Configuring Lucene Analyzer
Depending on the language used in the documents and properties, you can obtain better search results by configuring a proper Lucene Analyzer.
By default, OpenKM uses the org.apache.lucene.analysis.standard.StandardAnalyzer which works fine with English and most languages, but you can get better search results by configuring a more specific analyzer for your language.
Some analyzers:
- org.apache.lucene.analysis.en.EnglishAnalyzer
- org.apache.lucene.analysis.es.SpanishAnalyzer
- org.apache.lucene.analysis.fr.FrenchAnalyzer
- org.apache.lucene.analysis.it.ItalianAnalyzer
- org.apache.lucene.analysis.de.GermanAnalyzer
- org.apache.lucene.analysis.el.GreekAnalyzer
- org.apache.lucene.analysis.hi.HindiAnalyzer
Special analyzers:
- com.openkm.search.lucene.analysis.AccentInsensitiveAnalyzer
More information is available at Lucene documentation site and Guide to Lucene Analyzers.
If you want a non-accent-sensitive analyzer, you can try AccentInsensitiveAnalyzer.
If you are working with East Asian languages like Chinese or Japanese, there are several analyzers you can use. Read Lucene documentation.
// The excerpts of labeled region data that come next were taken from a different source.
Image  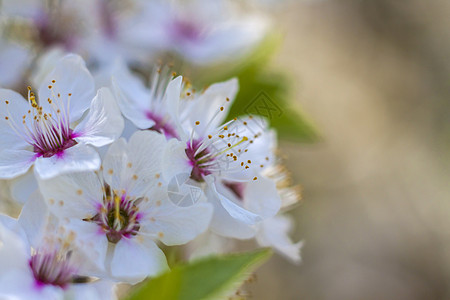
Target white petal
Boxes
[208,192,256,239]
[39,54,95,122]
[0,149,36,179]
[18,191,49,245]
[205,176,262,225]
[39,172,103,220]
[186,78,239,137]
[206,177,255,239]
[186,230,235,260]
[244,176,281,218]
[111,236,168,284]
[128,131,167,195]
[31,47,66,86]
[65,280,117,300]
[9,170,38,204]
[0,38,32,88]
[162,139,192,182]
[0,89,30,151]
[111,61,155,129]
[164,76,184,140]
[103,131,166,196]
[73,88,124,147]
[34,144,100,179]
[143,199,212,246]
[256,215,303,263]
[67,218,108,277]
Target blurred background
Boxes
[249,0,450,300]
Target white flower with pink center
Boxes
[0,55,123,178]
[133,0,268,65]
[40,131,212,283]
[0,193,114,300]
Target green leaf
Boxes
[228,68,318,142]
[128,249,271,300]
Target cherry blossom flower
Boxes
[0,193,115,300]
[0,55,123,178]
[156,77,280,238]
[40,131,212,283]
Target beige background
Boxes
[250,0,450,300]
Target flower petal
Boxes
[161,139,192,182]
[189,78,239,137]
[73,88,124,147]
[111,61,155,129]
[67,218,108,277]
[9,170,38,204]
[38,172,103,220]
[103,131,166,197]
[18,191,50,246]
[0,149,36,179]
[143,199,212,246]
[39,54,95,122]
[34,144,100,179]
[208,190,256,239]
[256,215,303,263]
[111,236,168,284]
[205,175,262,225]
You can also try ik-analyzer.
If you only want a whitespace-tokenized analyzer, you can try this one WhitespaceAnalyzer.
If you have not configured the search analyzer before you start OpenKM for the first time, then Lucene indexes will be created using this default analyzer.
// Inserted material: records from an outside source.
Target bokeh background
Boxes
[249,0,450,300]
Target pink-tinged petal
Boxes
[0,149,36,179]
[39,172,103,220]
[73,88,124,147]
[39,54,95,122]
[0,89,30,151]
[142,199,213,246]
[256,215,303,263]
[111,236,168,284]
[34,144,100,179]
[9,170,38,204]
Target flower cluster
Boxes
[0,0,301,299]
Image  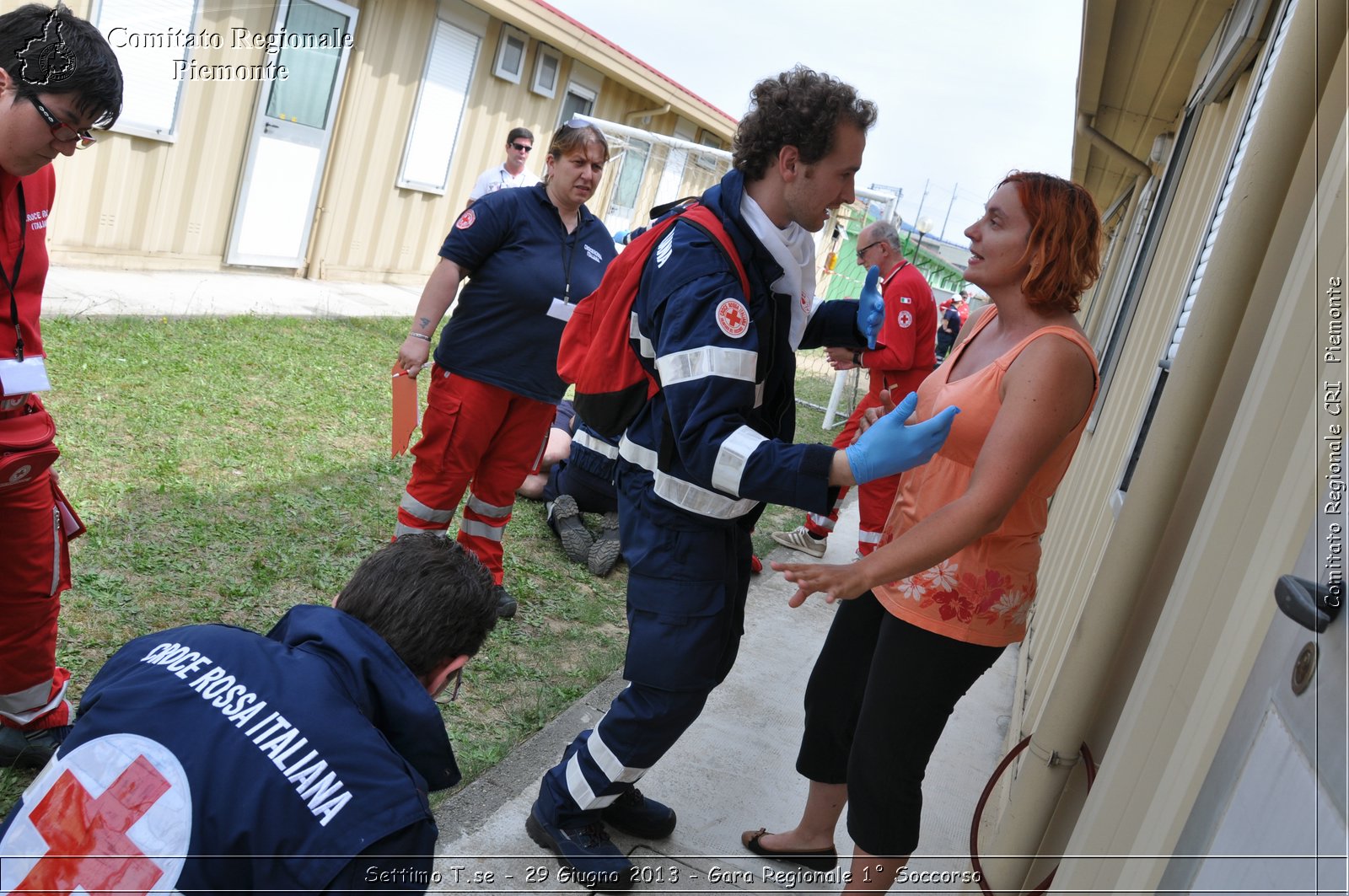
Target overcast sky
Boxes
[549,0,1082,243]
If you want to change this configuration property after the OpenKM repository has been created, you need to rebuild the Lucene indexes.
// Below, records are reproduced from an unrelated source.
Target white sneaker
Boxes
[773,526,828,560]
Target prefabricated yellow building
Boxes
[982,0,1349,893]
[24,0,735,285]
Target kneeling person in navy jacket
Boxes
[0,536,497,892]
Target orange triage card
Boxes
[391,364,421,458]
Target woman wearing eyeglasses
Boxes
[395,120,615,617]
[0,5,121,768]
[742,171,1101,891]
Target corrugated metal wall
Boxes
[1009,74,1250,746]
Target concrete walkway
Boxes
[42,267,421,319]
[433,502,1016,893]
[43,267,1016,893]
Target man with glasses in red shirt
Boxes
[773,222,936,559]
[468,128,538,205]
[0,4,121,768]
Once the operation has been completed, the Lucene indexes will use the new analyzer.
For more information, take a look at Rebuild indexes.
Configure an Analyzer
Edit the $TOMCAT_HOME/openkm.properties file and add the line:
spring.jpa.properties.hibernate.search.analyzer=org.apache.lucene.analysis.es.SpanishAnalyzer
The changes will take effect after restarting the application.